BA-CA wird von der Vergangenheit eingeholt

WirtschaftsBlatt-Kommentar von Angelika Kramer

Wien (OTS) - Die Bank Austria ist die mächtigste Bank im Land. Das allein könnte schon ausreichen, um sich genügend Feinde zu schaffen. Doch die Bank Austria hat darüber hinaus im Laufe der Jahre auch noch das Ihre aktiv dazu getan, dass sie von vielen geradezu gehasst wird.

Etliche Feinde hat sich die Bank Austria und ihr damaliger Chef zweifellos durch die Übernahme der Creditanstalt geschaffen. Gerhard Randa stiess durch sein eiskaltes Taktieren die Erste Bank und das gesamte bürgerliche Lager vor den Kopf. Der zuständige Wirtschaftsminister hiess damals Wolfgang Schüssel, und dieser hatte jedenfalls nicht vor, die Creditanstalt an die "rote" Bank Austria zu verlieren.

Und auch die Erste Bank, die grosses Interesse hatte, würde sich heute wohl noch immer gerne mit dem Anhängsel "CA" schmücken.
Doch damit nicht genug. Der Verkauf der BA-CA an die deutsche Hypo-Vereinsbank mobilisierte die nächste Schar an Feinden. Zahlreiche BA-Aktionäre - unter ihnen auch die Stadt Wien - fühlten sich durch den Deal geneppt und über den Tisch gezogen. Auch einige hochrangige, langgediente BA- und CA-Mitarbeiter fielen der Fusion zum Opfer.

Und last but not least: Rechtswidrige Zinspraktiken kosteten die BA-CA-Kunden - hier standen sie allerdings nicht allein da - über die Jahre hindurch Millionen.

Kurzum: Das grösste Institut des Landes hat praktisch keine Gelegenheit ausgelassen, sämtliche Lager gegen sich aufzubringen.
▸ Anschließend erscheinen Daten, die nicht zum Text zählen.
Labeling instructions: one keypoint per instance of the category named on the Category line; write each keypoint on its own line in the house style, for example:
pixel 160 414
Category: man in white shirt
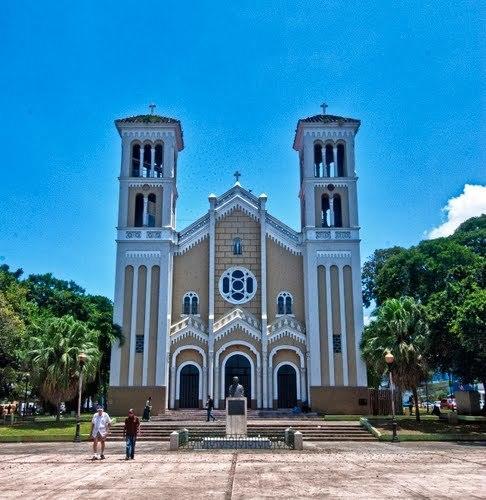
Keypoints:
pixel 100 425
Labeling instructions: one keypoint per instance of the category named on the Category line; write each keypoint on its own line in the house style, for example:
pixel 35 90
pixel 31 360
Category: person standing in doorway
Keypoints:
pixel 210 408
pixel 100 425
pixel 130 433
pixel 147 409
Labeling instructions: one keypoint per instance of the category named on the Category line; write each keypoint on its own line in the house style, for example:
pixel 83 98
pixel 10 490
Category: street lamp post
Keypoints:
pixel 26 380
pixel 389 358
pixel 81 360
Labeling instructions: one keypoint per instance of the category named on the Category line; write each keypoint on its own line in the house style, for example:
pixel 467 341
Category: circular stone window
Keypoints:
pixel 237 285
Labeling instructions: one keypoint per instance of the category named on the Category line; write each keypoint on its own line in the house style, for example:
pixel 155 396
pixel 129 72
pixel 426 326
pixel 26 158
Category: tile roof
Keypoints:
pixel 328 119
pixel 148 119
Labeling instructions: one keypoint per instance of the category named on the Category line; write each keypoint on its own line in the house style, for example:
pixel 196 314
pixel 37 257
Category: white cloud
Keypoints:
pixel 471 203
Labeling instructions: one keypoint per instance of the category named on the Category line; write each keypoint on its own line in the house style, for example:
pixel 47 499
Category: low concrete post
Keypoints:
pixel 298 441
pixel 174 441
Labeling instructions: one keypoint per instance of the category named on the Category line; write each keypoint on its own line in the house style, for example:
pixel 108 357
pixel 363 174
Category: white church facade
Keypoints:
pixel 238 292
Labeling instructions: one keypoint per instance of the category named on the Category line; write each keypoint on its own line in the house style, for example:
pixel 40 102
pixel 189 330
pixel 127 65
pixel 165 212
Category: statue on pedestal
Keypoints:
pixel 236 389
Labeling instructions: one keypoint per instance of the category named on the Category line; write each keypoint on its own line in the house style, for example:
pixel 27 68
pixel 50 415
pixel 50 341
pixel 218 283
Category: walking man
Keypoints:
pixel 130 433
pixel 209 408
pixel 147 409
pixel 100 425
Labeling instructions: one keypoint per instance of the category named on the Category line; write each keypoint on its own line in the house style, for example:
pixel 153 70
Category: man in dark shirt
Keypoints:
pixel 209 408
pixel 130 433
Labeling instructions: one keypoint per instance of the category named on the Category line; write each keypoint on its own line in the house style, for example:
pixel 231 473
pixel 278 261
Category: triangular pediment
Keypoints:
pixel 237 319
pixel 239 198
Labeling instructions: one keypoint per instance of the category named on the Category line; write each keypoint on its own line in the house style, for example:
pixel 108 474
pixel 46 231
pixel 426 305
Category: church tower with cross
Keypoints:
pixel 238 292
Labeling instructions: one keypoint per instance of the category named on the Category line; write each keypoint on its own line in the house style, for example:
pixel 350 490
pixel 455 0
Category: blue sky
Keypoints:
pixel 238 75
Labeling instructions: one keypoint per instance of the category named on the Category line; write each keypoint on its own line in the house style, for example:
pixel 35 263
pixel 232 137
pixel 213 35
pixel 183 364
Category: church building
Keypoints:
pixel 238 292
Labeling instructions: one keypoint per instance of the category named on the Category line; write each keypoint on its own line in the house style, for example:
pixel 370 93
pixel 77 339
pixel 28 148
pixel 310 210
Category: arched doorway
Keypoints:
pixel 189 387
pixel 287 386
pixel 238 366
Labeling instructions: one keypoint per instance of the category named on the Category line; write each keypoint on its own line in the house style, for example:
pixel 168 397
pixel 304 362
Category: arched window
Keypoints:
pixel 159 160
pixel 147 159
pixel 325 211
pixel 151 209
pixel 138 222
pixel 329 160
pixel 136 160
pixel 190 303
pixel 338 212
pixel 318 160
pixel 237 248
pixel 284 303
pixel 340 160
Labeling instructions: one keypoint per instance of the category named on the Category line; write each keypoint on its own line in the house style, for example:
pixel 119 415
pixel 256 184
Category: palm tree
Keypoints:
pixel 399 327
pixel 53 356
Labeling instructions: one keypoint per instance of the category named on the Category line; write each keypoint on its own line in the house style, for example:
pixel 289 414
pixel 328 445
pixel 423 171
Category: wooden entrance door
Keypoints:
pixel 287 386
pixel 238 366
pixel 189 387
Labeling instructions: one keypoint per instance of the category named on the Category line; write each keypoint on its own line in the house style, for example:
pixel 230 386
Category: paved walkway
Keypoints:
pixel 336 470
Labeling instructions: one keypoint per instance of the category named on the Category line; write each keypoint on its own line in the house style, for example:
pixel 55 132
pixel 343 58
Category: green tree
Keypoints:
pixel 53 357
pixel 371 269
pixel 469 329
pixel 12 332
pixel 399 327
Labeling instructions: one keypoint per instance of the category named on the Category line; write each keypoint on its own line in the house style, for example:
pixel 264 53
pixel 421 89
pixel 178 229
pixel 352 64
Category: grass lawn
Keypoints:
pixel 45 429
pixel 430 428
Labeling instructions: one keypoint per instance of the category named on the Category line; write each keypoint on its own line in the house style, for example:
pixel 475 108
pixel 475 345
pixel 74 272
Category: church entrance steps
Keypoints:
pixel 311 430
pixel 200 414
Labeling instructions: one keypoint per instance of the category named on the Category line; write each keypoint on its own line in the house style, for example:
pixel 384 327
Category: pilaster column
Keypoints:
pixel 334 157
pixel 331 210
pixel 172 383
pixel 330 350
pixel 152 162
pixel 270 383
pixel 212 246
pixel 133 326
pixel 145 210
pixel 308 363
pixel 344 346
pixel 205 383
pixel 146 326
pixel 142 152
pixel 263 292
pixel 303 386
pixel 167 197
pixel 169 156
pixel 164 318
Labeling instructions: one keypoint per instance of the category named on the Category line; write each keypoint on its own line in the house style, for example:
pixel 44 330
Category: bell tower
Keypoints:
pixel 330 238
pixel 145 240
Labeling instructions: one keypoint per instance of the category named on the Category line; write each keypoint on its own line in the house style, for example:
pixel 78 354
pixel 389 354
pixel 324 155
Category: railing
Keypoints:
pixel 218 440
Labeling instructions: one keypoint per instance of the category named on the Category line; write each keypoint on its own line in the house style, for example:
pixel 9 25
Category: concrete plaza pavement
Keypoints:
pixel 336 470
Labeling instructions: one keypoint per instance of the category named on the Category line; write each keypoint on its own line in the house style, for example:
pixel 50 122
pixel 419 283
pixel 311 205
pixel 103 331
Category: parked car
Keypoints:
pixel 448 404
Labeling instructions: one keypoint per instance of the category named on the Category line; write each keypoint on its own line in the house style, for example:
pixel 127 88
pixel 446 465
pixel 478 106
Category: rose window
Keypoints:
pixel 237 285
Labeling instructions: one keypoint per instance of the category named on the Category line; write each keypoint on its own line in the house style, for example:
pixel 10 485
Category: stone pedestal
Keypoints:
pixel 236 416
pixel 468 402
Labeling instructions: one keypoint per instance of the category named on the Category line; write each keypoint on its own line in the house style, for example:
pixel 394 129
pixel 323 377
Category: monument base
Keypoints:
pixel 236 417
pixel 236 442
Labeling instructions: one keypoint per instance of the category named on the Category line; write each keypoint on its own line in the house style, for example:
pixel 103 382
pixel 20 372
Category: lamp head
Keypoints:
pixel 389 358
pixel 82 357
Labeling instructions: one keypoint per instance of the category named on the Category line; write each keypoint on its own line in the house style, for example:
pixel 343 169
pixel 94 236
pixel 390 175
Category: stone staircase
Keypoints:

Jetzt dürfte sich diese Politik der verbrannten Erde rächen. Kurz vor dem geplanten Börsegang der BA-CA in Wien tauchen überall ominöse Papiere auf, die die Bank in ein schiefes Licht rücken sollen. Sei es ihre - optisch unschöne - Stiftungskonstruktion, seien es die nun aufgetauchten Vorwürfe gegen die Wirtschaftsprüfer der BA-CA, sei es die Klage des Landes Burgenland - dem Institut bleibt kein Ärger erspart. Und bis zum Börsegang werden vermutlich noch weitere derartige Hindernisse auf die Bank zukommen.
In den Papieren, die den Journalisten zugespielt werden, fällt auf, dass die Details offenbar akribisch gesammelt worden sind. Als hätte jemand nur auf den richtigen Zeitpunkt gewartet, um über Jahre hindurch aufgestaute Frustrationen endlich abzulassen.

Für die BA-CA schlägt also jetzt die Stunde der Wahrheit: Einer der so zahlreich aufgebauten Widersacher rächt sich - die Frage ist nur: Wer?